Anyway, Lokri was ignoring Greywing. Marim tried to deflect
the redhead’s attention. “Whenever he bathed he probably had twenty people
waiting to hand him his clothes.”

Right then Jaim walked in. “What happens when he wants to
bunny?”

“The servants get thrown out
,

Greywing said
impatiently.

“And they all watch on hidden vids
,

Lokri
added. “Jaim, where did you stash the body?”

Jaim flashed a grin. “That’s about all he was worth toward
the end.”

“Wouldn’t work?” Marim asked, still hoping for some fun.

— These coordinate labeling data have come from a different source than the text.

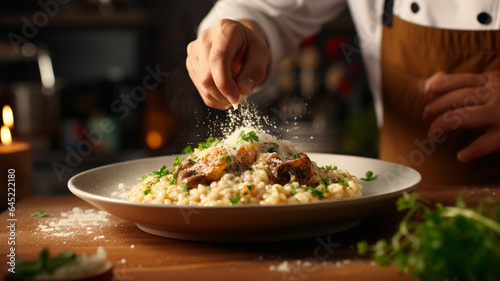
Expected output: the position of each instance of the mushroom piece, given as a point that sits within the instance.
(187, 171)
(297, 170)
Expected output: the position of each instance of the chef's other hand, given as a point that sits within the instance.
(228, 59)
(466, 101)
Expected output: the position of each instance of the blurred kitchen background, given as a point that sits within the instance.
(93, 82)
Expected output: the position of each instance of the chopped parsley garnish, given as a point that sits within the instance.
(369, 176)
(249, 137)
(177, 161)
(235, 199)
(162, 172)
(184, 186)
(25, 269)
(41, 214)
(328, 168)
(188, 149)
(206, 144)
(319, 193)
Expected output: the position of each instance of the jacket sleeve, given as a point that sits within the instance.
(285, 22)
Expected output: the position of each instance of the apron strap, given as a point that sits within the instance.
(387, 15)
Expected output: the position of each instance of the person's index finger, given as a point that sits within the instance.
(222, 54)
(441, 83)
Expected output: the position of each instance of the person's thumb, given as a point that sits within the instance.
(253, 70)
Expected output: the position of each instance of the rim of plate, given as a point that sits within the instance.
(374, 197)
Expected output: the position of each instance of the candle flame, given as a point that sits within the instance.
(154, 140)
(8, 117)
(5, 135)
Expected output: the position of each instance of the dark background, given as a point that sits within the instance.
(102, 51)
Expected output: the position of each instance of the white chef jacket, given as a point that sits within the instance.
(287, 22)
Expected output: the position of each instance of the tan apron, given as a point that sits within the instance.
(411, 53)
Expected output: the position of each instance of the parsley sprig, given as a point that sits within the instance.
(208, 143)
(443, 242)
(248, 137)
(368, 176)
(44, 264)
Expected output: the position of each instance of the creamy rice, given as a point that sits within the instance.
(261, 171)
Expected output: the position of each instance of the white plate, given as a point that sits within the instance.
(245, 223)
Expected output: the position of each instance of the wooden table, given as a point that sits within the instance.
(137, 255)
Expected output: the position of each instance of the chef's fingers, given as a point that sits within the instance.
(442, 83)
(452, 100)
(462, 118)
(487, 143)
(256, 59)
(200, 73)
(224, 49)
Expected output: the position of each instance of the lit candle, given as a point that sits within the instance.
(16, 166)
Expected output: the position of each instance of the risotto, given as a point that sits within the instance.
(247, 167)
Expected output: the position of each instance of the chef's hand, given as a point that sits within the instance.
(465, 101)
(227, 60)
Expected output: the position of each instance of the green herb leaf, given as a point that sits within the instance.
(319, 193)
(44, 264)
(249, 137)
(177, 161)
(436, 242)
(369, 176)
(41, 214)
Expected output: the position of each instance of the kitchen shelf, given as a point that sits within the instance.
(82, 18)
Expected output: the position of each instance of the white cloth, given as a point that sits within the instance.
(287, 22)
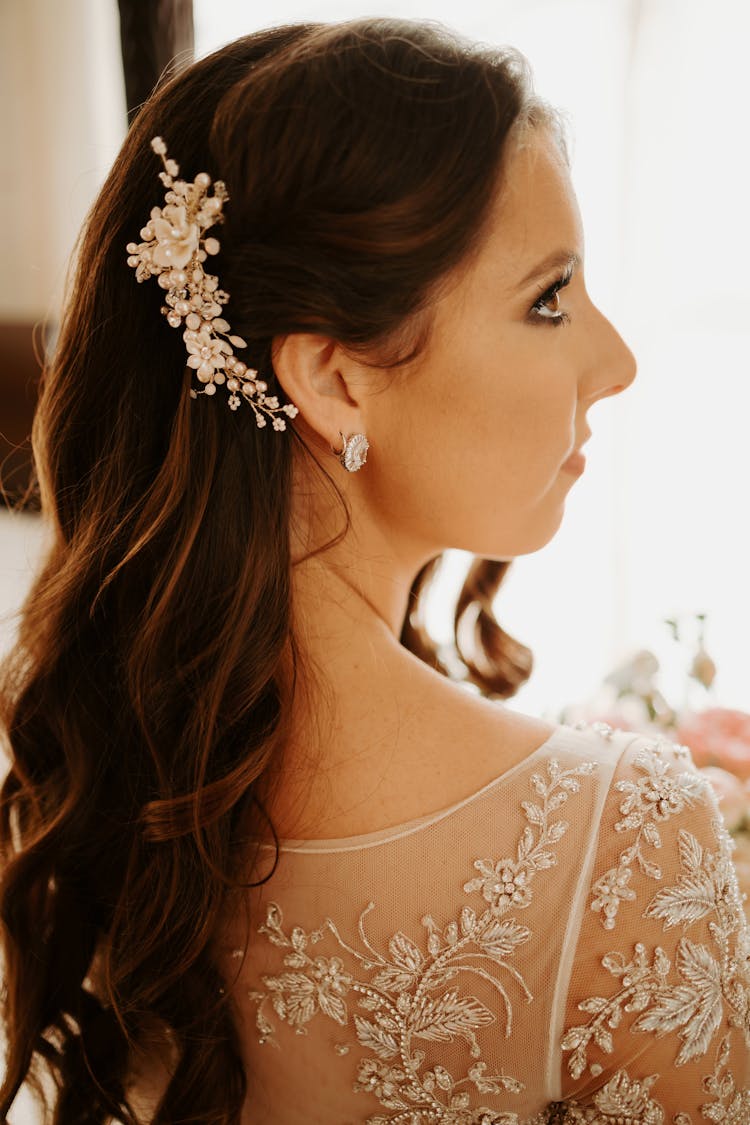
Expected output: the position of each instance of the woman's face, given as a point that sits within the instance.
(468, 446)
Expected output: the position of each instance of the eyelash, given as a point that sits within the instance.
(561, 317)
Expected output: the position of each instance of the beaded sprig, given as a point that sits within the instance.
(173, 250)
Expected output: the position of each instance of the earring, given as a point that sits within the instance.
(354, 452)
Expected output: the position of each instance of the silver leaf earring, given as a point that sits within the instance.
(354, 451)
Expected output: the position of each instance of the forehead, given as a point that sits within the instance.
(535, 213)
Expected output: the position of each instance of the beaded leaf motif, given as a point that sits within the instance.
(405, 999)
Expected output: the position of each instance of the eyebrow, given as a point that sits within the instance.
(558, 259)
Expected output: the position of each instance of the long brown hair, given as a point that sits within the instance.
(144, 701)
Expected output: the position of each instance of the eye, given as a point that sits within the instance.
(554, 316)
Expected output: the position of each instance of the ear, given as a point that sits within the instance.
(321, 380)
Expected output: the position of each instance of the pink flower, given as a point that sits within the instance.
(717, 737)
(732, 794)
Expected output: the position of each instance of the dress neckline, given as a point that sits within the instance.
(560, 734)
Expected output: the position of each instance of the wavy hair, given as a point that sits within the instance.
(144, 702)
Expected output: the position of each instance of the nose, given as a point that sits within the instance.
(614, 367)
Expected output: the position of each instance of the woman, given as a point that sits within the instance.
(263, 860)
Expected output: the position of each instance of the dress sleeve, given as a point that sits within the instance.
(657, 1025)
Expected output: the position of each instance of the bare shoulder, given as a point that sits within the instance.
(443, 748)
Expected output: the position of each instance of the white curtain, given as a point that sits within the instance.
(656, 96)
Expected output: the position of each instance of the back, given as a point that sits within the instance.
(569, 936)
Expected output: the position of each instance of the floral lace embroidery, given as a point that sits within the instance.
(695, 1006)
(650, 800)
(401, 998)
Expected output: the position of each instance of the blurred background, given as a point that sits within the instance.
(656, 96)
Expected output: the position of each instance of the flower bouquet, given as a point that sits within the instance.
(631, 699)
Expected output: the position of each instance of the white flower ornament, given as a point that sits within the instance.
(173, 250)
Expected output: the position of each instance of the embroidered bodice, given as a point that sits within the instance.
(567, 945)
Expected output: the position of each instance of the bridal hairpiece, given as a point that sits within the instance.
(173, 250)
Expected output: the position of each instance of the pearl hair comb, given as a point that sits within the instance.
(173, 250)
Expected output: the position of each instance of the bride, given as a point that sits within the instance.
(263, 858)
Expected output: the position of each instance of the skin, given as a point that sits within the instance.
(467, 447)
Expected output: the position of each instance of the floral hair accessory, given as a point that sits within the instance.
(173, 250)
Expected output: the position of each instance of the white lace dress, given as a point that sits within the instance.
(566, 945)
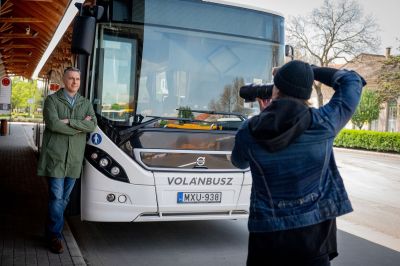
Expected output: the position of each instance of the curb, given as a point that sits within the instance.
(73, 247)
(391, 155)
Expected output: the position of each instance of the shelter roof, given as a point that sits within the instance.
(26, 29)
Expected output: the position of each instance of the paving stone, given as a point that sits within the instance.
(22, 219)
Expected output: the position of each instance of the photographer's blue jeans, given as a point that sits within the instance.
(59, 191)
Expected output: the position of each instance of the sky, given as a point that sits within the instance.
(385, 12)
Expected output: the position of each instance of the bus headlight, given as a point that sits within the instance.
(103, 162)
(115, 170)
(110, 197)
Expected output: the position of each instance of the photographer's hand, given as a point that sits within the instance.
(263, 103)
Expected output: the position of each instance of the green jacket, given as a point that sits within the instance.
(63, 145)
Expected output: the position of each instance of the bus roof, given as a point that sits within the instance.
(258, 7)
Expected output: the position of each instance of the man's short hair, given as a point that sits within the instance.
(74, 69)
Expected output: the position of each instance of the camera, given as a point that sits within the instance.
(252, 91)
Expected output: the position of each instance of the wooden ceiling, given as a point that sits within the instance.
(26, 29)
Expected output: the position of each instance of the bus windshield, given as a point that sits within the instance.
(154, 70)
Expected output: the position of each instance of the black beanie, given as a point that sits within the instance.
(295, 79)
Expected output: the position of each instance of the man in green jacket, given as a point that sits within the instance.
(68, 117)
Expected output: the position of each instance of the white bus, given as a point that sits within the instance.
(163, 77)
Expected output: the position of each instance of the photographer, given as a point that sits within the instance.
(297, 191)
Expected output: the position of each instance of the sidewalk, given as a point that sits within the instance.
(23, 207)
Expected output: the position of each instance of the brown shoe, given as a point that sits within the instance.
(55, 245)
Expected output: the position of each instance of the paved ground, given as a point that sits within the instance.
(23, 204)
(197, 243)
(373, 184)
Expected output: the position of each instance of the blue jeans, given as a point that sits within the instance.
(59, 191)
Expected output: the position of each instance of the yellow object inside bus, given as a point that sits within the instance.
(194, 126)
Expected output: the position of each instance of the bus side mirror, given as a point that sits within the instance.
(83, 35)
(289, 51)
(84, 29)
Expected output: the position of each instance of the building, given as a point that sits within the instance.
(370, 66)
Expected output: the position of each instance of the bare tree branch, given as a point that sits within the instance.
(333, 31)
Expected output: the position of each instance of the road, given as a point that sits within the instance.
(373, 182)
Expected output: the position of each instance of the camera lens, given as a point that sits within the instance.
(250, 92)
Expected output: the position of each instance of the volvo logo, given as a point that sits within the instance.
(201, 161)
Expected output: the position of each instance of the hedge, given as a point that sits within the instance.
(369, 140)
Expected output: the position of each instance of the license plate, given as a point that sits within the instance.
(199, 197)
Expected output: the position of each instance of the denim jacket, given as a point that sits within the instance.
(300, 185)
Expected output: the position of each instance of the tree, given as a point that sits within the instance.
(331, 32)
(389, 79)
(368, 109)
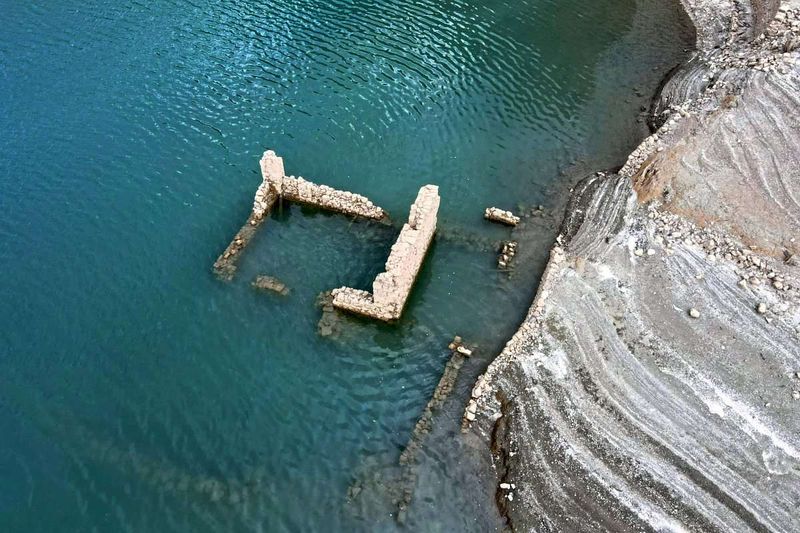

“Oh, he did what he was told.”

“Chatz! That’s no fun!” Marim exclaimed.

The others laughed, and Jaim said, “But he was moving slower
than that ice extrusion on Dis. Captain took mercy on us both. Said I could
send him back to the rack. We’ll wait until he’s slept himself out, and then
put him to work for real.”

Marim hopped to the monneplat, skidding on the smooth deck
plates that Markham had had treated so they looked like a wood floor. “Augh!”
She scowled down at the soft slippers on her feet. “I hate these
Shiidra-chatzing blunge-wipes!”

Lokri lounged back, his teeth white against his dark face,
and his eyes half-closed. “You want the nicks to see those feet?”

Marim put her hands on her hips and gazed down at her feet.
“So I been gennated. You think they’ll try to fry me?”

Lokri lifted a shoulder in a lazy shrug. “Probably.”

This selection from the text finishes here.